Ruling coalition legislators vote for motion against investigation into war crimes during final stages of civil war.
Mulliativu, Sri Lanka – Although Sri Lanka’s decades-long civil war ended in 2009, an entire generation remains scarred by the conflict.
Many children grew up knowing nothing but the trauma of war, which pitted the majority Sinhalese against the minority Tamil ethnic group.
In 2012, as the country was struggling with reconciliation, a privately funded group called the Music Project was launched. It aims to bring together children of different ethnicities through the formation of a youth orchestra.
Shalini Wickramasuriya is the driving force behind the project. Her inspiration for the venture, she explained, emerged from a similar project in Venezuela.
As the conflict was fought on ethnic lines, the idea that children from different races could come together to form an orchestra shows the country has a promising future.
“In Venezuela, many children come from broken homes. Their childhood is disrupted by the violence that surrounds them. Music is a great healer, and it has done great things for children over there. I hope to emulate that over here with these children who have been exposed to the war,” she said.
The children chosen for the programme come from northern Sri Lanka, where much of the fighting took place, and they are selected from both Sinhala and Tamil areas.
Many of those who were chosen for the inaugural group in 2012 were directly affected by the war.
“Some of these children have lost parents to the war,” said Wickramasuriya.
“As the conflict was fought on ethnic lines, the idea that children from different races could come together to form an orchestra shows the country has a promising future.”
Music for friendship
Since 2012, the number of children in the programme has swelled. Today, nearly 500 children between the ages of 11-16 take part.
Because of difficult travel logistics, children are given music lessons at their schools through an after-school programme organised by the trainers of the Music Project. Twice a year, the kids and their parents come together for a one-week camp where they perform a concert.
The project has seen children from different ethnic backgrounds form strong friendships.
On the final day of the camp, the children spent their lunch break playing with one another, showing no signs of division along ethnic lines. In this part of Sri Lanka, students learn both the Tamil and Sinhalese languages in school, so they are able to easily communicate with one another.
At one point, Kavin, a 12-year-old Sinhalese boy, grabbed his friends – one of whom is a Tamil – and said that he wanted a picture taken of them.
“We are going to start a band together, but only after we play cricket for Sri Lanka,” he promised.
The boy explained that he started playing the flute when he was nine years old.
“I never played an instrument before.
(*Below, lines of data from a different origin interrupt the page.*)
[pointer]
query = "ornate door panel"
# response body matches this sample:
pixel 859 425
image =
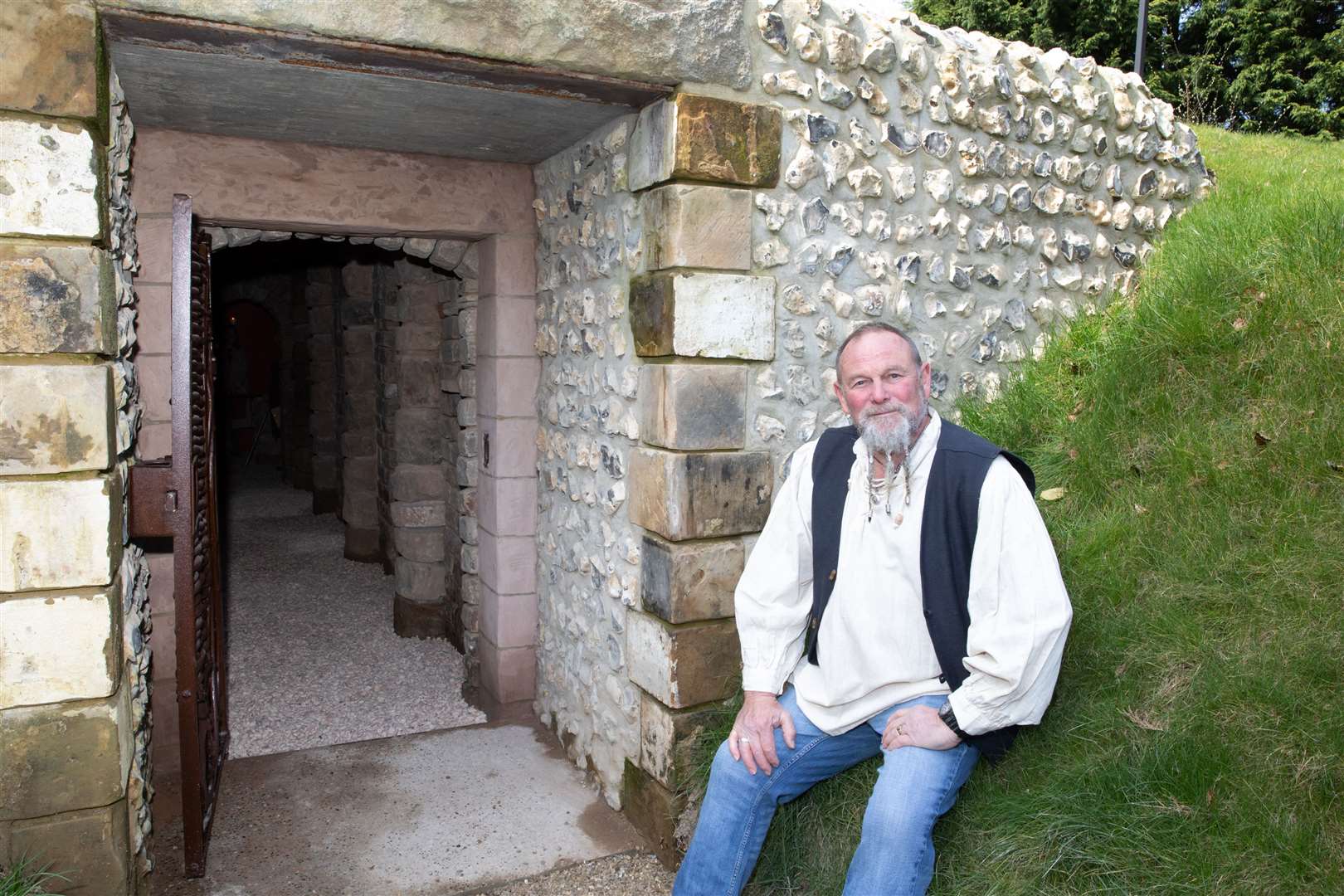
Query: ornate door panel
pixel 197 590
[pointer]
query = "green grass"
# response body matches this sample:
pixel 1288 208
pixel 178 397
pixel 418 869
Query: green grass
pixel 1196 738
pixel 24 879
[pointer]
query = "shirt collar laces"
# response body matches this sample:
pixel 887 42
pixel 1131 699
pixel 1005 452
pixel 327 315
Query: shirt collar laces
pixel 879 489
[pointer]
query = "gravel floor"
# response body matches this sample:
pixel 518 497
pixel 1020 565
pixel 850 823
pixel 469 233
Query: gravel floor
pixel 620 874
pixel 312 655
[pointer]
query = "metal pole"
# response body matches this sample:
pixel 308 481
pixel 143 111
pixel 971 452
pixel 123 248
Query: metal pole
pixel 1140 38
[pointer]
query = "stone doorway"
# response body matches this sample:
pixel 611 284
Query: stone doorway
pixel 316 186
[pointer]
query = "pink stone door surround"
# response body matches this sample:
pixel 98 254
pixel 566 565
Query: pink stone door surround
pixel 329 190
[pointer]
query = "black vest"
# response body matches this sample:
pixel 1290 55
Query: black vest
pixel 947 540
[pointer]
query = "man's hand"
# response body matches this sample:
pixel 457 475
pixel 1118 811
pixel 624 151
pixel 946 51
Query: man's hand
pixel 918 727
pixel 752 740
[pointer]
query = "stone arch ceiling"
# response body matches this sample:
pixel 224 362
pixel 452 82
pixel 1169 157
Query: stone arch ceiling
pixel 245 82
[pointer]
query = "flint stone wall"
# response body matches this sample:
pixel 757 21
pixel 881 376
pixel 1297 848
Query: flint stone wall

I only wanted to play cricket. Since coming here, I can play cricket all day with my friends and also practise for our band.”
Kavin responded in a confused manner when asked whether he enjoys playing in a band made up of Sinhalese and Tamil children.
“I like playing in this band because I like my music,” he said. “A lot of the others who play here are my friends, so I enjoy that also.”
In addition to the children’s friendships, Wickramasuriya said some of their parents are also becoming close.
“These parents have spent their lives associating [with people] from similar racial backgrounds. After 30 years of war, it is heartening to see friendships sprout up between the Sinhalese and Tamil parents.”
N Balakrishnan, the mother of a Tamil girl, said the programme has helped her to move on from the war.
“For almost 20 years we had very little contact with the Sinhalese. We only knew them as soldiers. Even when I was a child I had little contact with them. Thankfully, my daughter does not have that same issue,” Balakrishnan said.
She said her daughter is close friends with a Sinhalese girl who also plays the flute.
“They write letters to each other and are almost inseparable during the programme,” said Balakrishnan.
The music the children play is mainly classical Western music, and most of the trainers are specialised in the field. In the future, Wickramasuriya said she hopes to also have the children play traditional Sinhala and Tamil music.
“For this programme to be a real success, we must expose the children to the different cultures that inhabit the country,” said Wickramasuriya.
Now in its fourth year, the programme will soon attempt to hold concerts around the country, said Wickramasuriya.
“The musical talent that is being uncovered by this programme is astounding. The children deserve the opportunity to show off their talent to the country,” Wickramasuriya said.
“To see Sinhala and Tamil children combine to form an orchestra will send a signal to the country that genuine reconciliation is a possibility.”